In Asia, China's Vice Premier Liu He and U.S. Treasury Secretary Janet Yellen spoke this week for the first time since President Joe Biden took office.  Both the U.S. and China said the two leaders talked about the economy and cooperation, and "frankly" discussed issues of concern.  Yellen discussed the Biden administration's plans to "support a continued strong economic recovery and the importance of cooperating on areas that are in U.S. interests.”  Liu and Yellen agreed the two countries' economic relationship is "very important," Chinese state media said, according to a CNBC translation.  Despite the hoopla, neither side shared further details on the conversation. The world's two largest economies have remained close trading partners despite geopolitical tensions.

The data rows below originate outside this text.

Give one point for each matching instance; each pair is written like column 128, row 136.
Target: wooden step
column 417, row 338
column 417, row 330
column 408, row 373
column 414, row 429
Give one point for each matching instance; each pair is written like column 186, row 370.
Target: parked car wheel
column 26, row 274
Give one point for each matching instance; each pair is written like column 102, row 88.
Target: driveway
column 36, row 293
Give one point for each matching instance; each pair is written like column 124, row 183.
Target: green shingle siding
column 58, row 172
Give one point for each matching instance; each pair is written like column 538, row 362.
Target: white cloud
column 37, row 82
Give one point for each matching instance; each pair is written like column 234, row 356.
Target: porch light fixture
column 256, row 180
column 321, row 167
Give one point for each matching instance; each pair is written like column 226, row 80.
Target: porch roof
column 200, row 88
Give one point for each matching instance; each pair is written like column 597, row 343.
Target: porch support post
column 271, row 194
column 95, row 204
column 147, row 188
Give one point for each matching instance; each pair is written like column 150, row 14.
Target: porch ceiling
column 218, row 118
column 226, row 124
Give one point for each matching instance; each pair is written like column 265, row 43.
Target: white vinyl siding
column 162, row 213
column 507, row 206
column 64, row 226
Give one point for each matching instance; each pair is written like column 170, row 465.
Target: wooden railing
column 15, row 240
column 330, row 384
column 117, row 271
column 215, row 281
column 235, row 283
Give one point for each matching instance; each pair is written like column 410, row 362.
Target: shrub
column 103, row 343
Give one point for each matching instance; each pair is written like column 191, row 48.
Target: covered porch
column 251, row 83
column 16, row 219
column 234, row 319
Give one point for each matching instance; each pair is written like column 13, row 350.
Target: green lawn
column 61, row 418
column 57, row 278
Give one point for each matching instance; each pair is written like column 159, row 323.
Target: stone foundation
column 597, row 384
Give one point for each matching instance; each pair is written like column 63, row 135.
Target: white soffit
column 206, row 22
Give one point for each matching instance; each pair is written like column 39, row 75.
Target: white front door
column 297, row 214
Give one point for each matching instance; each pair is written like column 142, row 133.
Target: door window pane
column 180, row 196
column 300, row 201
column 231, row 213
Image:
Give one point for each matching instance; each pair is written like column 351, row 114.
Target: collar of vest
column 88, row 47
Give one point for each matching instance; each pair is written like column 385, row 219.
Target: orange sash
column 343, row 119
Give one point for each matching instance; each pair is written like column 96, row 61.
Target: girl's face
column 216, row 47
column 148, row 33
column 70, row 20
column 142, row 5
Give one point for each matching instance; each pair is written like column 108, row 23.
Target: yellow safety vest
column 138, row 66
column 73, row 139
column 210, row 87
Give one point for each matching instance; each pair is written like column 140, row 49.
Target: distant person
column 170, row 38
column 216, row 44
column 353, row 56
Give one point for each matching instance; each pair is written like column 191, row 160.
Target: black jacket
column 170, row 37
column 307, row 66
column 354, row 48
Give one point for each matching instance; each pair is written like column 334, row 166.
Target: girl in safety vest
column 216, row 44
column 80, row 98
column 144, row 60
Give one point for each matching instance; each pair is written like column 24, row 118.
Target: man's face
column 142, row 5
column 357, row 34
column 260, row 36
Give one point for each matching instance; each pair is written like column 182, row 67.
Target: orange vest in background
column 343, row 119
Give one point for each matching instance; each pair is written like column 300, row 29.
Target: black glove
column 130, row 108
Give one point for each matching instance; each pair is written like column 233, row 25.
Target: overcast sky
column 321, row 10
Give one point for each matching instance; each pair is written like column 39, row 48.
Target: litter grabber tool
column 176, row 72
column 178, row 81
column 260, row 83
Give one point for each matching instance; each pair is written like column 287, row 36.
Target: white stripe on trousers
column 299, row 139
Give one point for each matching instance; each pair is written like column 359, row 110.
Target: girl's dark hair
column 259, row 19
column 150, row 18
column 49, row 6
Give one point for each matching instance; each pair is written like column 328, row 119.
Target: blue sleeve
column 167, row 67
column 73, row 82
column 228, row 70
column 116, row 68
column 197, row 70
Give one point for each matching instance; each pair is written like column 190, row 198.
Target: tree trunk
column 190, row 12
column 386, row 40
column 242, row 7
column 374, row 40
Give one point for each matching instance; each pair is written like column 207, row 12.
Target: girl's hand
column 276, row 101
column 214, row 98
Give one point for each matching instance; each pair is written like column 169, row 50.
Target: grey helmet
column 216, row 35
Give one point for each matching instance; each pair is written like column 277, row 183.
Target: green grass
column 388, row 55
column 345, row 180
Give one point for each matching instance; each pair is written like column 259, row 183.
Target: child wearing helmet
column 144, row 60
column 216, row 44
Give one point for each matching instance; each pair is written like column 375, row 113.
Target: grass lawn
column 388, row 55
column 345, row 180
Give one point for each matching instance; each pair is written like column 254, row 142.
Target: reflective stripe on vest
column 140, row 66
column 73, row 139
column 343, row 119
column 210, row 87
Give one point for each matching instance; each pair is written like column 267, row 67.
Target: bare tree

Japan’s economy likely shrank slightly less than initially estimated in the first quarter, a recent poll showed, though state of emergency curbs to combat the coronavirus pandemic are seen keeping any rebound in the current quarter modest.  Revised gross domestic product (GDP) data will likely show the world's third-largest economy shrank an annualized 4.8% in January-March, less than a preliminary reading of a 5.1% drop, according to economists.  Despite the upward revision, many analysts remain cautious about Japan's economic outlook as extended state of emergency curbs weigh on consumption.  Saisuke Sakai, an economist at Mizuho Research & Technologies stated, “We expect Japan's economy to suffer two straight quarters of contraction in April-June as chip supply shortages hurt car output and state of emergency curbs weigh on consumption.”